I make it a practice to never recommend any particular market as being suitable for your trading. It's none of my business what you choose to trade. I don't offer financial advise and to do so would be completely irresponsible as I have no insight into your individual needs or circumstances. (For more, see here for my Disclaimer and Terms & Conditions.)
However, I do care that you survive the learning curve.
So if you've made an independent decision to trade a market, and there is a lower risk option available, then please start there.
Prove success at the smaller level first. And build up to full size contracts and larger position sizes.

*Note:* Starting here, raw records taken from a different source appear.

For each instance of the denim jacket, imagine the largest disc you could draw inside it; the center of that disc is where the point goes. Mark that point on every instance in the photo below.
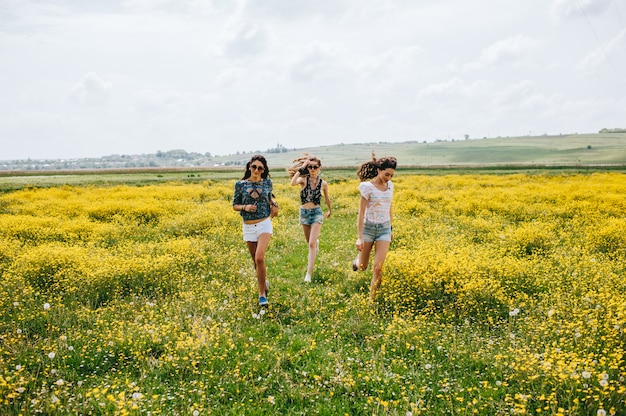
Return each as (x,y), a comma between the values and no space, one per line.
(253,193)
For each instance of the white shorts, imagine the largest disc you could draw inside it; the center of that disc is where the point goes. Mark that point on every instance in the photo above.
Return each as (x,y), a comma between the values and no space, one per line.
(251,232)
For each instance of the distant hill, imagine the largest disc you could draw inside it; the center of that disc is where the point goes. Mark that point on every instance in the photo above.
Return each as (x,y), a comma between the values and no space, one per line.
(605,148)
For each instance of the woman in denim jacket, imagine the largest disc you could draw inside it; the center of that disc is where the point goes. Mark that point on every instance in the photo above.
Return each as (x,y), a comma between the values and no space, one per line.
(254,198)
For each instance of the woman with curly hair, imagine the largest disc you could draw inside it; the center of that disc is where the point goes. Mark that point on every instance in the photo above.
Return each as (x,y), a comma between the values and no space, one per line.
(306,173)
(374,219)
(254,199)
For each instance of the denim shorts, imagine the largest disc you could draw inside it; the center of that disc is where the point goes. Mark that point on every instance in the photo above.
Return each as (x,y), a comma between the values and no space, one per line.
(376,232)
(251,232)
(310,216)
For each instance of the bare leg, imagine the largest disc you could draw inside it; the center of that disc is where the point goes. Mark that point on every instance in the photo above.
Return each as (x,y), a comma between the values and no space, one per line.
(380,254)
(364,256)
(257,251)
(314,233)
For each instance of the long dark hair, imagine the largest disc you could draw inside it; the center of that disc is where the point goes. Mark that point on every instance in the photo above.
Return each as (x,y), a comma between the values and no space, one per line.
(369,169)
(266,171)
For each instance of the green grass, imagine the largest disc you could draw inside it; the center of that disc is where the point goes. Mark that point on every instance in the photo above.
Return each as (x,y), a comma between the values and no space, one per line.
(196,341)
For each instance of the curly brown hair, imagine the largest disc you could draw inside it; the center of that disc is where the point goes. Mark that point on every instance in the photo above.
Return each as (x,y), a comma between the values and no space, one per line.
(369,169)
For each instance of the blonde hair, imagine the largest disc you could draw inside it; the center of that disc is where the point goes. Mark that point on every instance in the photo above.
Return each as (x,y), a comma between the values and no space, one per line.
(297,164)
(369,169)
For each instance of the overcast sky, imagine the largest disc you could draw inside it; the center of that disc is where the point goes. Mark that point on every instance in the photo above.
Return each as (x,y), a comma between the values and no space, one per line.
(89,78)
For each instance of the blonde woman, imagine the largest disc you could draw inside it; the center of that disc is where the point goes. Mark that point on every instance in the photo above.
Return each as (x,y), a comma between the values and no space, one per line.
(253,198)
(306,173)
(374,224)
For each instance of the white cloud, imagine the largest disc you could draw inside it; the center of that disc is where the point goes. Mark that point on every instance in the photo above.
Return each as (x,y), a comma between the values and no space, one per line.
(226,75)
(580,8)
(511,50)
(91,90)
(603,53)
(245,39)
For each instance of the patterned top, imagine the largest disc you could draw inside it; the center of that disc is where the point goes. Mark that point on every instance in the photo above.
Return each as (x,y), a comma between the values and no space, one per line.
(253,193)
(311,195)
(378,202)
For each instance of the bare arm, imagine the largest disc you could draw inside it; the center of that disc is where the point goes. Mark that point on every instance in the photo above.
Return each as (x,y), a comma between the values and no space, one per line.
(327,199)
(359,226)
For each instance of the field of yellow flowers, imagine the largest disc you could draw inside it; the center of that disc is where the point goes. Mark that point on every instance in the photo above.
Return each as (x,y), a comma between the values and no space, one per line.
(502,294)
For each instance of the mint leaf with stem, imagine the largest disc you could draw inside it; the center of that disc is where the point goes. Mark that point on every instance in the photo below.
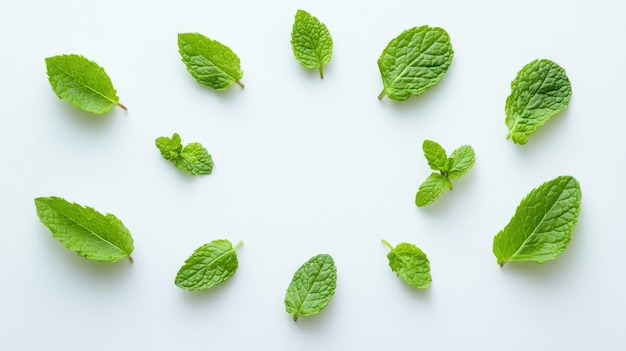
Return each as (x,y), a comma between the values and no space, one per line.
(540,90)
(542,225)
(209,265)
(84,230)
(414,61)
(311,42)
(210,62)
(82,82)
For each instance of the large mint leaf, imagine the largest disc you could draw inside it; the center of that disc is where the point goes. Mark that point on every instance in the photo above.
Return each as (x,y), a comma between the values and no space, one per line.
(311,42)
(84,230)
(542,225)
(312,286)
(209,265)
(82,82)
(210,62)
(540,91)
(414,61)
(410,264)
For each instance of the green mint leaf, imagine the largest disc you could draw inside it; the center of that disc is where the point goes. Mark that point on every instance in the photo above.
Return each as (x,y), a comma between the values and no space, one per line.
(435,155)
(193,158)
(312,286)
(210,62)
(82,82)
(170,147)
(435,185)
(311,42)
(460,162)
(540,91)
(209,265)
(453,167)
(410,264)
(84,230)
(414,61)
(542,225)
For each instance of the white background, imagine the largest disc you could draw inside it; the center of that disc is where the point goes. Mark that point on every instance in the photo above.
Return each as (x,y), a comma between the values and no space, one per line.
(305,166)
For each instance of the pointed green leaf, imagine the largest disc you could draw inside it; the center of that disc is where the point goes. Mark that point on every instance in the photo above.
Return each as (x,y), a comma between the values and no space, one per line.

E-mini traders – don't trade the E-mini's until you've confirmed you can trade the Micro E-mini's. Forex traders – don't trade full size lots until you've confirmed you can trade the mini or micro lots.
If you do have edge, you'll transition quickly to larger size.
But until that is proven, please:
AND INCREASE YOUR ODDS OF SURVIVING THE LEARNING CURVE.
The gap between sim and full-size contracts is quite large (in terms of risk). Make use of these "smaller" markets to bridge the gap and make the transition to live trading just a little smoother.
I was contacted by a trader who has recently gone live but then preceded to bleed his account into a 30% drawdown.
He's not trading the YTC strategy. I was pleased to hear that!
And I was most pleased to hear that he was smart enough to stop trading at 30% loss.
But here's what really annoyed me.
Although his 5-figure account size is sufficient for trading E-minis with 3 contracts, as a new trader he has no right to be starting there when other options are available.
New traders – PLEASE – always start live with the smallest position sizes available. And build from there, slowly and incrementally, as success and consistency are proven at each level.
Since May, the CME has offered Micro E-mini contracts.
MES – Micro E-Mini S&P 500 – the micro equivalent of the ES
MYM – Micro E-Mini Dow – the micro equivalent of the YM
MNQ – Micro E-Mini NASDAQ – the micro equivalent of the NQ
M2K – Micro E-Mini Russell – the micro equivalent of the RTY
All micro contracts being 10 times smaller in size than the equivalent E-mini.
Yes… the same markets… almost exactly the same charts… but 10 times smaller.
The number one rule for trading is to survive to trade another day (IIRC this was a lesson I got from Larry Williams). I highly recommend you adopt this rule in your own trading. But as a new trader who has yet to establish a proven track record, it's even more important.
Start small. And build from there slowly and incrementally.
I've finally managed to play with the MNQ in recent weeks.
The following was the 14th October, the Columbus Day holiday. Holidays are typically a "stand aside" day for me due to the potential for low volume, narrow range and largely unfavourable conditions.
So I just "played" with MNQ while doing other work.
I'm going to use MNQ for testing, alongside NQ. New trade ideas. And different trade management plans.
I've never been good at trading multiple markets at once, on these low timeframes. But with this idea the analysis for both is essentially the same, so I'm aiming to trade NQ and "test and develop" MNQ at the same time.
I'm also going to include more MNQ trades in the newsletter and blog, to hopefully show you that it's not only ok to trade, but a damn good market for bridging the gap from sim to E-minis.
Back to our trader with the drawdown.
He's taking a break to:
- Clear his mind
- Replenish his funds
- Review the cause of his failure
- Define solutions
- Restart on sim
- And transition to micro contracts, building slowly from there, increasing size incrementally as success and consistency is proven at each level.
A smarter plan.
A more survivable plan.
If you're just starting out, or approaching the stage where you transition from sim to live markets, consider adopting a similar slow and steady progression plan.
Lower risk. And increase your odds of surviving the learning curve.